Standard Bots makes AI-native robot arms and industrial humanoids. The company claimed that its robots require no code to program for deployment across a range of applications, including machining, welding, palletizing, grinding, fastening, dispensing, assembly, inspection, and more. Customers range from Fortune 100 companies to small and midsize manufacturers across the country.

Standard Bots says robotics is key to American manufacturing

When counting affiliated suppliers and services, manufacturing accounts for roughly a third of the U.S. economy and a third of American jobs, according to Standard Bots. For every one manufacturing worker, another five jobs are supported elsewhere in the economy.

But for decades, the U.S. has shed manufacturing jobs, said the company. The country has gone from 20 million manufacturing workers in 1979 to only 13 million today. This is because U.S. manufacturing is no longer competitive globally, Standard Bots asserted. Sourcing from China and other parts of the world is generally five to 10 times cheaper.

This isn’t just because of lower labor costs, it’s also because of China‘s national investment in robotics, said Standard Bots. Last year, China installed nine times more industrial robots than America, and more than the rest of the world combined, it noted.

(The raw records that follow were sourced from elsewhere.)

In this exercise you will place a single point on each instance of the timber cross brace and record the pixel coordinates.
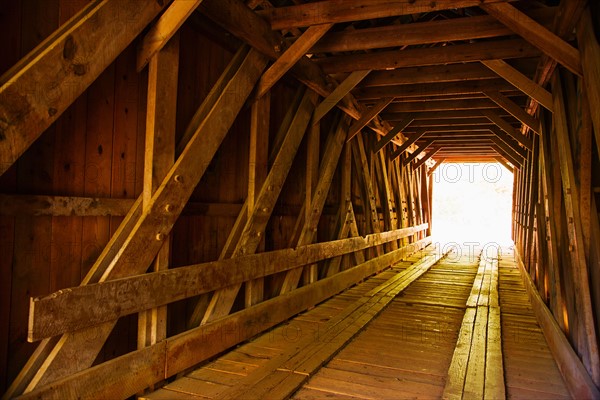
(178, 177)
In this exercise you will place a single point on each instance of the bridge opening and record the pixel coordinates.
(472, 202)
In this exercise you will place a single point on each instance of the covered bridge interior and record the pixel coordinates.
(228, 199)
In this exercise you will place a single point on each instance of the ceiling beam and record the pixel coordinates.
(536, 34)
(336, 11)
(514, 48)
(290, 57)
(163, 30)
(432, 89)
(504, 163)
(440, 105)
(409, 142)
(481, 121)
(514, 110)
(415, 153)
(367, 117)
(426, 157)
(435, 166)
(393, 133)
(430, 32)
(508, 128)
(520, 81)
(429, 74)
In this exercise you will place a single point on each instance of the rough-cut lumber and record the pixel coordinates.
(36, 91)
(335, 11)
(431, 32)
(516, 111)
(176, 354)
(474, 87)
(222, 301)
(426, 157)
(69, 310)
(571, 192)
(508, 128)
(536, 34)
(520, 81)
(393, 133)
(418, 151)
(590, 54)
(575, 375)
(514, 48)
(242, 22)
(290, 57)
(428, 74)
(18, 205)
(338, 94)
(145, 239)
(305, 358)
(436, 166)
(164, 29)
(330, 161)
(409, 142)
(158, 159)
(368, 116)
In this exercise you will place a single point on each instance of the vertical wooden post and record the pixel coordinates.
(312, 177)
(257, 173)
(571, 193)
(158, 159)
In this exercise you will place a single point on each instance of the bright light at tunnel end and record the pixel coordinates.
(472, 203)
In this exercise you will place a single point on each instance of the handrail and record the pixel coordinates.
(79, 307)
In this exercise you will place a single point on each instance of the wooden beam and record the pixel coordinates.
(571, 192)
(163, 29)
(243, 23)
(440, 105)
(368, 116)
(338, 94)
(258, 167)
(19, 205)
(433, 89)
(431, 32)
(222, 301)
(290, 57)
(514, 48)
(146, 238)
(536, 34)
(285, 373)
(174, 355)
(409, 142)
(40, 87)
(393, 133)
(427, 156)
(55, 314)
(514, 110)
(428, 74)
(508, 128)
(327, 169)
(159, 157)
(502, 151)
(418, 151)
(576, 377)
(436, 166)
(336, 11)
(520, 81)
(590, 54)
(503, 139)
(504, 163)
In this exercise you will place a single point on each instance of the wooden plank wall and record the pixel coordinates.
(555, 212)
(96, 149)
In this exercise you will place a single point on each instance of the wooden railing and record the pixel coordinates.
(81, 307)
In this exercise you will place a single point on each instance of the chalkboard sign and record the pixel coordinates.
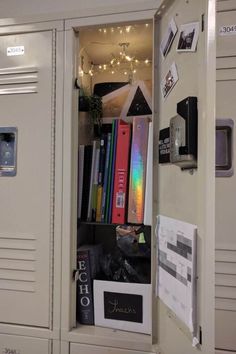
(123, 307)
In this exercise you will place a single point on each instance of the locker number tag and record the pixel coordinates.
(12, 51)
(227, 30)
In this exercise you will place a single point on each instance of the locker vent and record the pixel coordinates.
(18, 80)
(225, 280)
(17, 263)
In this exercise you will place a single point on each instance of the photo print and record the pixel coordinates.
(168, 38)
(188, 37)
(169, 80)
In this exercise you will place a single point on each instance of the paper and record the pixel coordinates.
(176, 241)
(168, 38)
(169, 81)
(188, 37)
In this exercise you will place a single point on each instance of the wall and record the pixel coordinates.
(11, 8)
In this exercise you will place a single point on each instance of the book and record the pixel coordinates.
(102, 158)
(110, 174)
(149, 179)
(113, 172)
(95, 146)
(121, 173)
(138, 162)
(84, 300)
(106, 172)
(80, 177)
(86, 181)
(88, 266)
(95, 185)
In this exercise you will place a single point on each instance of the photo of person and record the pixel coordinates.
(188, 37)
(169, 80)
(168, 38)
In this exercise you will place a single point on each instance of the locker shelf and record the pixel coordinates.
(95, 335)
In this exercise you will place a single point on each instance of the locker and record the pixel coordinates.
(87, 349)
(225, 302)
(27, 97)
(18, 344)
(26, 92)
(179, 194)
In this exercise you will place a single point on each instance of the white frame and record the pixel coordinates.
(144, 290)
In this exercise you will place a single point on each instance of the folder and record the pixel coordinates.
(149, 179)
(80, 178)
(112, 171)
(102, 158)
(121, 173)
(138, 170)
(88, 150)
(92, 179)
(106, 173)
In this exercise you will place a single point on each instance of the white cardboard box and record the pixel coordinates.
(125, 306)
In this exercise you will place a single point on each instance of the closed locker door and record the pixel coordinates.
(26, 187)
(226, 188)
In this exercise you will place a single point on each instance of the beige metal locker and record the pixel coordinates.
(225, 302)
(21, 344)
(182, 195)
(27, 232)
(88, 349)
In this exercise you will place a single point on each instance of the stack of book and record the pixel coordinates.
(113, 174)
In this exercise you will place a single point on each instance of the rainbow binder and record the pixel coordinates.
(138, 170)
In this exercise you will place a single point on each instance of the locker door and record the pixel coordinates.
(180, 194)
(26, 208)
(226, 189)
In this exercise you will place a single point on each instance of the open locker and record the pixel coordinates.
(225, 302)
(184, 195)
(31, 129)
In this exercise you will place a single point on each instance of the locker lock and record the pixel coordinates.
(8, 151)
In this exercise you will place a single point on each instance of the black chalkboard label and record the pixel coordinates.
(123, 307)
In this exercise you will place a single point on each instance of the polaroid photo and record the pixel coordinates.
(188, 37)
(168, 38)
(169, 80)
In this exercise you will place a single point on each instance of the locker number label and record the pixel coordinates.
(12, 51)
(10, 351)
(227, 30)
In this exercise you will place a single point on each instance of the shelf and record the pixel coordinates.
(95, 335)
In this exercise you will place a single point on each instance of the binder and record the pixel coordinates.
(102, 157)
(95, 146)
(111, 173)
(121, 173)
(138, 170)
(149, 179)
(86, 181)
(106, 172)
(95, 185)
(80, 178)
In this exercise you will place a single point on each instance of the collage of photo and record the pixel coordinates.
(187, 42)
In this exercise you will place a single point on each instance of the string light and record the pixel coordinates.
(123, 62)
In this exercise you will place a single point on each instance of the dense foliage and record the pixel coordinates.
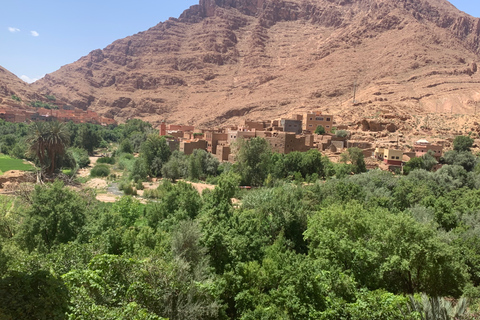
(314, 240)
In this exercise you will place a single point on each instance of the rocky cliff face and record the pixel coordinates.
(223, 59)
(11, 85)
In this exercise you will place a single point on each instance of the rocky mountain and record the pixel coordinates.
(266, 58)
(11, 85)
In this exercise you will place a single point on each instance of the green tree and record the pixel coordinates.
(254, 160)
(155, 150)
(355, 157)
(88, 137)
(48, 141)
(462, 143)
(56, 215)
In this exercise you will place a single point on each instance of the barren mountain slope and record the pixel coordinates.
(11, 85)
(267, 58)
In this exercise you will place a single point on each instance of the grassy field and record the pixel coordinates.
(8, 163)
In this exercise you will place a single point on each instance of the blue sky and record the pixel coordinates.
(39, 36)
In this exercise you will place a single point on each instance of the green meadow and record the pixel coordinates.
(7, 163)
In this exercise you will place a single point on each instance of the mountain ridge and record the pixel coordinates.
(222, 59)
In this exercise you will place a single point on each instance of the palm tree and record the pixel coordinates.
(47, 141)
(56, 140)
(36, 141)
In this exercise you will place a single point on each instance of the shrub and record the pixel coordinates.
(109, 160)
(139, 185)
(80, 157)
(100, 170)
(129, 191)
(151, 194)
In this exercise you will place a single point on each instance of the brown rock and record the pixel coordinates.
(226, 55)
(391, 127)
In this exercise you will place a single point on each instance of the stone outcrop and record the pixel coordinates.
(279, 56)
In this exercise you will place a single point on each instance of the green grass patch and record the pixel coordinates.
(7, 163)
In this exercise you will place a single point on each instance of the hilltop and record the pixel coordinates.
(263, 59)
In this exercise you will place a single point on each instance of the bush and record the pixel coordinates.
(151, 194)
(126, 146)
(139, 185)
(109, 160)
(129, 191)
(80, 157)
(100, 170)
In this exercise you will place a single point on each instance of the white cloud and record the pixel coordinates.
(27, 79)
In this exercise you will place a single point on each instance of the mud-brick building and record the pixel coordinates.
(311, 120)
(213, 137)
(422, 147)
(391, 157)
(286, 142)
(240, 133)
(291, 125)
(188, 146)
(223, 151)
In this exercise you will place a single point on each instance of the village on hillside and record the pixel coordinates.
(299, 132)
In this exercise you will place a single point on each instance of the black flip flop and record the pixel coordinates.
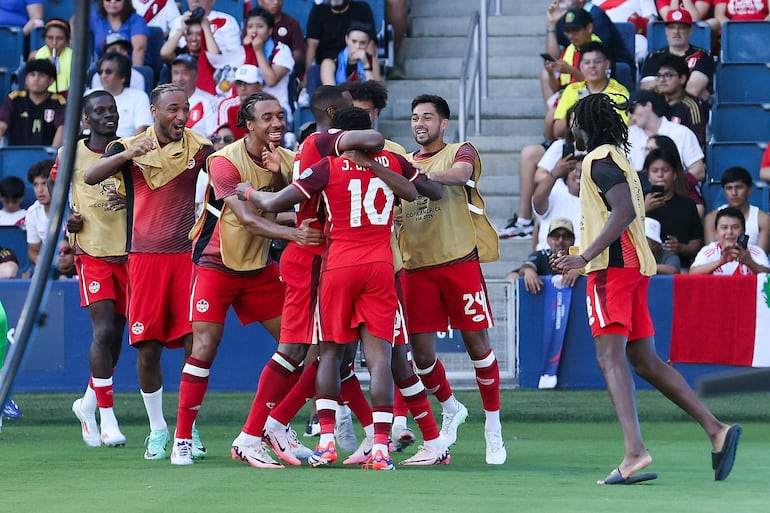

Standard Bots said it has deployed AI-native, industrial robots to hundreds of American companies in nearly every state. From this experience, the company learned that manufacturers become more competitive when they put robots to work.

Against this backdrop, the company is expanding its facility in Glen Cove, N.Y., to 70,000 sq. ft. (6,503.2 sq. m) to scale its vertically integrated production in response to rapid growth in demand. It is on pace to deliver 10% of new U.S. industrial robot deployments by next year.

Developing a national robotics strategy

Standard Bots is a leading advisor to the White House and Congress on a National Robotics Strategy, including testimonies to the Joint Economic Committee and Subcommittee on Research and Technology. Key policy recommendations include financial support for American manufacturers to invest in robotics, and a ban on Chinese-made industrial robots and robotics components.

“Across our portfolio, we’re seeing a clear shift from experimental robotics to systems that can deliver immediate, real-world value,” said Andrew Kang, CEO at RoboStrategy, an actively managed closed-end fund focused on robotics. “Standard Bots stands out because they’ve solved one of the hardest problems in industrial automation: making robots that are not only powerful, but actually usable on the factory floor without specialized programming.”

“Their approach to physical AI—teaching robots through demonstration—dramatically expands the range of tasks that can be automated,” he said. “Combined with their commitment to building and scaling manufacturing in the U.S., we believe Standard Bots is uniquely positioned to define the next generation of industrial robotics.”